Levi's pov. Mattina del 2 febbraio
Il cellulare continuava a squillare incessantemente. Per la casa si propagava quel suono, ormai diventato incredibilmente fastidioso per il povero Pixis. Ma Levi appena vedeva chi lo chiamava, non rispondeva e lasciava il cellulare sul comodino o dovunque fosse a continuare, finché non smetteva e partiva la segreteria. Rispondeva solo se era per lavoro, perché sapeva che, quelle altre due persone che chiamavano sempre, volevano parlargli solo di una cosa.

-Levi!-

Il corvino non si sporse nemmeno dalla finestra della propria camera appena si sentì chiamare dal giardino e preferì restare lì vicino, seduto sulla poltrona.

-Levi lo so che sei in camera e che mi puoi sentire! Non ti fidi a lasciare la finestra della tua camera aperta se non ci sei.- Continuava ad urlare la ragazza sotto la finestra.
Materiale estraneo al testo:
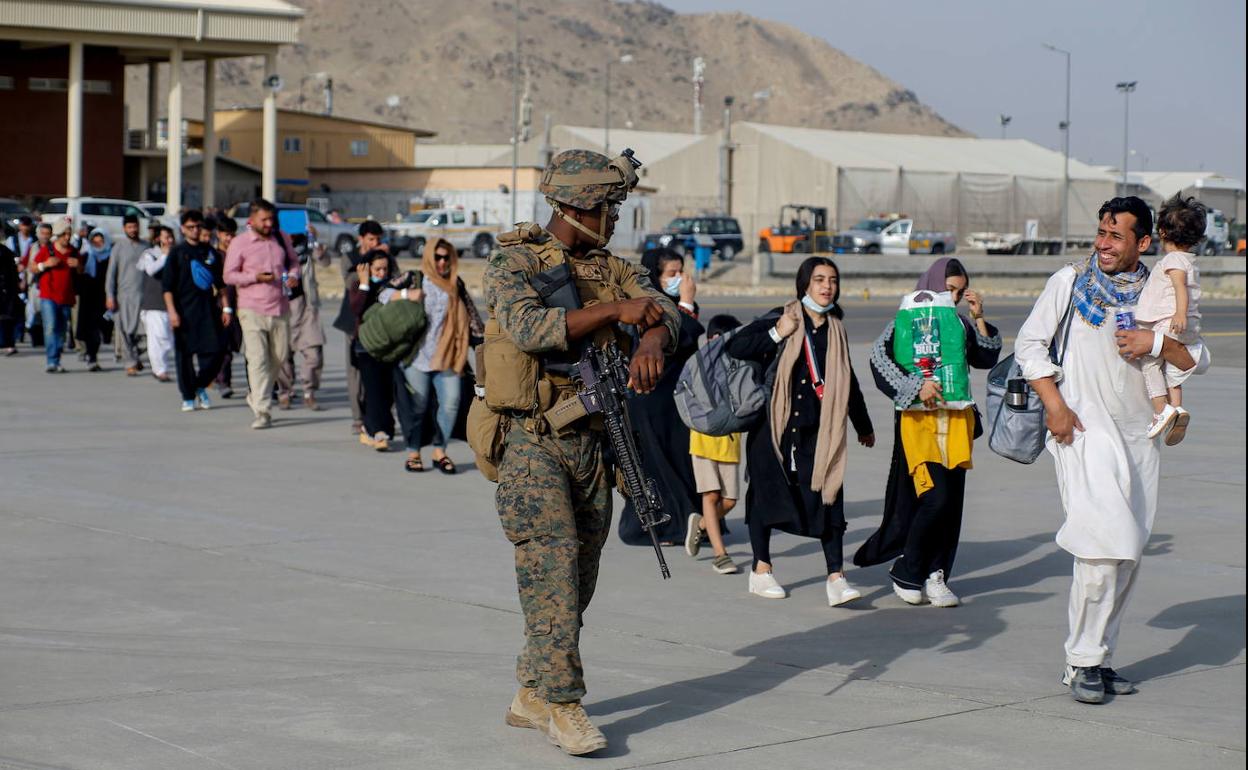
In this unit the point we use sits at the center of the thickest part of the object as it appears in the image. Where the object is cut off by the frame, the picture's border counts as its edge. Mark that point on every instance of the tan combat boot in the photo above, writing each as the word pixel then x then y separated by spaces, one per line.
pixel 569 729
pixel 528 710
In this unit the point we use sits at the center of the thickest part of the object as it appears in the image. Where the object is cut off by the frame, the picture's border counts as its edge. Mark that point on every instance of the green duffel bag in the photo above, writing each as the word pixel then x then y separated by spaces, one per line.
pixel 392 332
pixel 929 340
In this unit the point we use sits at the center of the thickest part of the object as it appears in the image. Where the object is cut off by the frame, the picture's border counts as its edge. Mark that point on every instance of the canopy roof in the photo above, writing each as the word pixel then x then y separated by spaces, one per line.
pixel 934 154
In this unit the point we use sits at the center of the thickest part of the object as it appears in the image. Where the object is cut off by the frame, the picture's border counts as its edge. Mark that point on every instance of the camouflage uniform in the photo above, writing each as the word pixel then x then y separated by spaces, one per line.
pixel 554 499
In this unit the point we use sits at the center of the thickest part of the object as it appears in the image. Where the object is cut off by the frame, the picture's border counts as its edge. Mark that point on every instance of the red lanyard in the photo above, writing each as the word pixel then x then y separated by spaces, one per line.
pixel 816 378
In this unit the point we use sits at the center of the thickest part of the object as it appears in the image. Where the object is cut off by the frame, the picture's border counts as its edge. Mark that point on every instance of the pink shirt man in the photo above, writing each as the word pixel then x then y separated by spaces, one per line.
pixel 251 255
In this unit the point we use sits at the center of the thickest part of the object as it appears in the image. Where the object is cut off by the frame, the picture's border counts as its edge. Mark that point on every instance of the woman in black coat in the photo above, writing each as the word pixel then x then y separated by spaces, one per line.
pixel 662 437
pixel 795 482
pixel 921 533
pixel 13 310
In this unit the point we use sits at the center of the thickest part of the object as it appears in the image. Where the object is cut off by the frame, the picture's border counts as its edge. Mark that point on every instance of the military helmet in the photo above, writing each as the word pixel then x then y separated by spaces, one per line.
pixel 585 179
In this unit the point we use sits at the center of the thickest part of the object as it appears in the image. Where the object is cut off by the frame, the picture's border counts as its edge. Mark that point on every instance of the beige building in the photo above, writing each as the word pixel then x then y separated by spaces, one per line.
pixel 310 144
pixel 63 68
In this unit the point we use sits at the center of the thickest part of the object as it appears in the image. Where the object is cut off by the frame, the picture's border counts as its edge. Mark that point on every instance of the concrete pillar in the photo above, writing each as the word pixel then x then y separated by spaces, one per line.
pixel 74 136
pixel 151 105
pixel 174 147
pixel 210 132
pixel 268 152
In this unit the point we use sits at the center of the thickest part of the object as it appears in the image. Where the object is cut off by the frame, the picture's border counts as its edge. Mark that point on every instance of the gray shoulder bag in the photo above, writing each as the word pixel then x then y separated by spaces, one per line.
pixel 1016 416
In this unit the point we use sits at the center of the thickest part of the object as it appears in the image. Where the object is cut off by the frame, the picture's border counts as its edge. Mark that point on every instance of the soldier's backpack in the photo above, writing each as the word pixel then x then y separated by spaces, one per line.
pixel 718 394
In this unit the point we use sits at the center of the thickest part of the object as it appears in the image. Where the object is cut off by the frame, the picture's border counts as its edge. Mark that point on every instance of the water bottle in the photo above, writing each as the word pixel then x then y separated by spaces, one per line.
pixel 1016 393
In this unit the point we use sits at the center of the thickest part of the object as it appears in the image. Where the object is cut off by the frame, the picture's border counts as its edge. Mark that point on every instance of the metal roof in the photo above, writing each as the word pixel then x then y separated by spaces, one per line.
pixel 1168 182
pixel 227 26
pixel 650 146
pixel 476 156
pixel 935 154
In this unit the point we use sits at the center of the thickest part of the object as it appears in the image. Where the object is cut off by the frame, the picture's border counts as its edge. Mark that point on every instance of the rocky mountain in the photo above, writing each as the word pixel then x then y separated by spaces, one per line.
pixel 449 68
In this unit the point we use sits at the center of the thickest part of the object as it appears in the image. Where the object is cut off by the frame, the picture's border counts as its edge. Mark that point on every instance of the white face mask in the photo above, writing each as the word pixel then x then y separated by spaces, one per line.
pixel 823 310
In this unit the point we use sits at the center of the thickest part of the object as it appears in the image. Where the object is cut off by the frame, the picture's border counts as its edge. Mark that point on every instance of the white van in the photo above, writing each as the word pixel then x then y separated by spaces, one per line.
pixel 105 214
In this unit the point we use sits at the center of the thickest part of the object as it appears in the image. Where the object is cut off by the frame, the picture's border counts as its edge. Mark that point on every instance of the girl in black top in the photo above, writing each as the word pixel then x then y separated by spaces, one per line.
pixel 795 478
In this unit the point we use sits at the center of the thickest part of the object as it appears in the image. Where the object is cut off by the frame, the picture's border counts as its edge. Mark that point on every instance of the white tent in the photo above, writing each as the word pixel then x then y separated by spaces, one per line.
pixel 952 184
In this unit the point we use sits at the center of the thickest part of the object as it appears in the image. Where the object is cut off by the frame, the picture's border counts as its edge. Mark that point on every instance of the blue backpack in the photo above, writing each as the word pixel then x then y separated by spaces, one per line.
pixel 718 394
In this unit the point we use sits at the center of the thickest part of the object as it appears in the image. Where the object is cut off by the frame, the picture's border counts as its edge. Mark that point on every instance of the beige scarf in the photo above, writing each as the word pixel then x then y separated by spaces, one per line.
pixel 452 351
pixel 831 444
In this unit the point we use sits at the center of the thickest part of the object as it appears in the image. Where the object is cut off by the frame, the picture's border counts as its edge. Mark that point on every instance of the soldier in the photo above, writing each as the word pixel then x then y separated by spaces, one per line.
pixel 554 496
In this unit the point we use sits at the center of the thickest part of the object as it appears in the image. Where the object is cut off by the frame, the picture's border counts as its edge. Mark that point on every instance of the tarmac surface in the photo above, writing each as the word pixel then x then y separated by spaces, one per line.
pixel 182 592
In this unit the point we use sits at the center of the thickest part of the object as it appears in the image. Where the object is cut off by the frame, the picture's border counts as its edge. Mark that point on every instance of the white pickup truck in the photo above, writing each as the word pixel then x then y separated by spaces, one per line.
pixel 891 236
pixel 412 231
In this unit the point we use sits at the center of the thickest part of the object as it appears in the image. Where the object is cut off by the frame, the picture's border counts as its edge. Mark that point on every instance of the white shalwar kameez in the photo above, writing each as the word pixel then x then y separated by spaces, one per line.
pixel 1107 477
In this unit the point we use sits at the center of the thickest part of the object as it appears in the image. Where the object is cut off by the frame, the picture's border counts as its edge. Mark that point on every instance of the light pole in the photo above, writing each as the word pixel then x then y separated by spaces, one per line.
pixel 1126 86
pixel 1066 149
pixel 516 109
pixel 607 125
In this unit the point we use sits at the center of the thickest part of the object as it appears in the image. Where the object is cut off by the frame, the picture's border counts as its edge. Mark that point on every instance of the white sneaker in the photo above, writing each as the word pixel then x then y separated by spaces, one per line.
pixel 839 592
pixel 1179 429
pixel 765 585
pixel 693 534
pixel 910 595
pixel 1162 421
pixel 937 593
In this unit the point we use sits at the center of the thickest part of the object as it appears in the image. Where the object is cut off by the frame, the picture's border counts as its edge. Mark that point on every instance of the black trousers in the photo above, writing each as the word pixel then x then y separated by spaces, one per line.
pixel 935 529
pixel 833 544
pixel 191 381
pixel 378 381
pixel 91 326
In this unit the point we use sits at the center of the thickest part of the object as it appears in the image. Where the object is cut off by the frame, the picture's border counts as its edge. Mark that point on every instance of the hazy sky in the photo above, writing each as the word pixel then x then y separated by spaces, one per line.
pixel 972 60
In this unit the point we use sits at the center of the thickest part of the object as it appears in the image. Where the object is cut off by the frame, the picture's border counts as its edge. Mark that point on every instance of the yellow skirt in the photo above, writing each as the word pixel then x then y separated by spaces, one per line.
pixel 941 436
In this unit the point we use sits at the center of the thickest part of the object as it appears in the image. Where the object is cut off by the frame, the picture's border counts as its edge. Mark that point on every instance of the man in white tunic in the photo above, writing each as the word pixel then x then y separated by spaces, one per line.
pixel 1096 411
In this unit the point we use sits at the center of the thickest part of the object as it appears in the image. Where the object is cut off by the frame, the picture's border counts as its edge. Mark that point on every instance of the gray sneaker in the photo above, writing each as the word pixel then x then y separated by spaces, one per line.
pixel 1086 684
pixel 693 534
pixel 1116 684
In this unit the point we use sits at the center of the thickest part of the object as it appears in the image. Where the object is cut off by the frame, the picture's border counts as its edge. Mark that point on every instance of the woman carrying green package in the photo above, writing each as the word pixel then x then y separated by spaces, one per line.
pixel 927 378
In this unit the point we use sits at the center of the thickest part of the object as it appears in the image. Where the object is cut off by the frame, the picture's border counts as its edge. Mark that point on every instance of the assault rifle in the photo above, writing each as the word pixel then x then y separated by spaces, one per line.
pixel 602 378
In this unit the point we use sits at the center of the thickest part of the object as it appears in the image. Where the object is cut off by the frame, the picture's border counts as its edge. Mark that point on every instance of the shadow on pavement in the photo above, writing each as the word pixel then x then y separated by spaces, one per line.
pixel 1216 637
pixel 867 643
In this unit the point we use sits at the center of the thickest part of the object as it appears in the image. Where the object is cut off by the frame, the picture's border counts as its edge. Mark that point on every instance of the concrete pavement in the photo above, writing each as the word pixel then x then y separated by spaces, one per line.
pixel 182 592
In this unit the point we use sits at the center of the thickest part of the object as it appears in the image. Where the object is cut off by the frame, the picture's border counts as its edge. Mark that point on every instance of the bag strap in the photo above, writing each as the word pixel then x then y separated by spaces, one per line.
pixel 1067 318
pixel 816 377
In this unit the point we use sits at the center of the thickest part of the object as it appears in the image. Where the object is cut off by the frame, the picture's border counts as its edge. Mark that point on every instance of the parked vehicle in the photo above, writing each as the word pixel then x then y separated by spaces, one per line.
pixel 105 214
pixel 341 236
pixel 995 242
pixel 800 230
pixel 156 210
pixel 11 211
pixel 725 231
pixel 1217 233
pixel 932 242
pixel 412 231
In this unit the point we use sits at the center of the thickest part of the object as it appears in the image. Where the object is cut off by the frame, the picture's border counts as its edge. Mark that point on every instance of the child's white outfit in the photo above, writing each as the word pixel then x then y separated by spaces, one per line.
pixel 1155 311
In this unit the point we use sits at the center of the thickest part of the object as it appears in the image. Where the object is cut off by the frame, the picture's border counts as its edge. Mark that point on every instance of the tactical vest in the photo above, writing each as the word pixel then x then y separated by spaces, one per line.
pixel 521 382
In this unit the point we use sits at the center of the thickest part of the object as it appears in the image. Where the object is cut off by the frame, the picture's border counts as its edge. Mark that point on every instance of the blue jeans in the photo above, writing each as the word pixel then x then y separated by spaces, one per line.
pixel 56 322
pixel 446 385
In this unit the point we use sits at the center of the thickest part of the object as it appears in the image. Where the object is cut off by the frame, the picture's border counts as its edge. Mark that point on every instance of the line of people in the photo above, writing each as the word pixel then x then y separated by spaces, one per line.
pixel 195 298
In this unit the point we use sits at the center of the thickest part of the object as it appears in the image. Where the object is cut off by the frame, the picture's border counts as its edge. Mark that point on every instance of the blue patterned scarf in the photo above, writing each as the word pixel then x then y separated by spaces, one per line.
pixel 1097 293
pixel 96 256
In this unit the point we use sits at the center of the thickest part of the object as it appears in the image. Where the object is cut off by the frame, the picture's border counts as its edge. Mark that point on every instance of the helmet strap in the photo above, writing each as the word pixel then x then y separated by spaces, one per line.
pixel 600 236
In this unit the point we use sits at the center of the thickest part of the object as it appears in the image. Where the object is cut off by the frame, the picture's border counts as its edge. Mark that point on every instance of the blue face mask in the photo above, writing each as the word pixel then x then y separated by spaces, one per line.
pixel 823 310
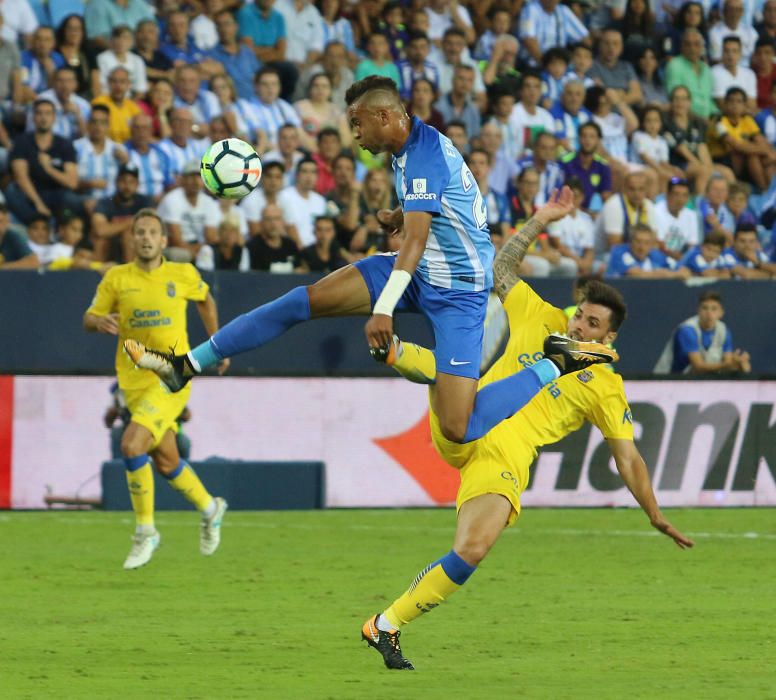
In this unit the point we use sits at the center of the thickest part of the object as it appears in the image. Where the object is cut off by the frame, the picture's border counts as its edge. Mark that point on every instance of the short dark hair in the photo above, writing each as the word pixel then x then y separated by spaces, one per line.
pixel 371 82
pixel 597 292
pixel 710 295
Levi invece non rispondeva ancora, aspettando solo che la sorella se ne andasse. Se le avesse risposto, non l'avrebbe più lasciato in pace.

-Che antipatico che sei!- Sbuffò irritata Isabel. -Volevo solo dirti che quegli idioti che avevi chiamato per far togliere le foto, ne avevano dimenticata una in un vicolo di Trost. Ci ho pensato io a toglierla!-

Dopo un lungo silenzio Levi pensava se ne fosse finalmente andata, ma la sentì ancora parlare.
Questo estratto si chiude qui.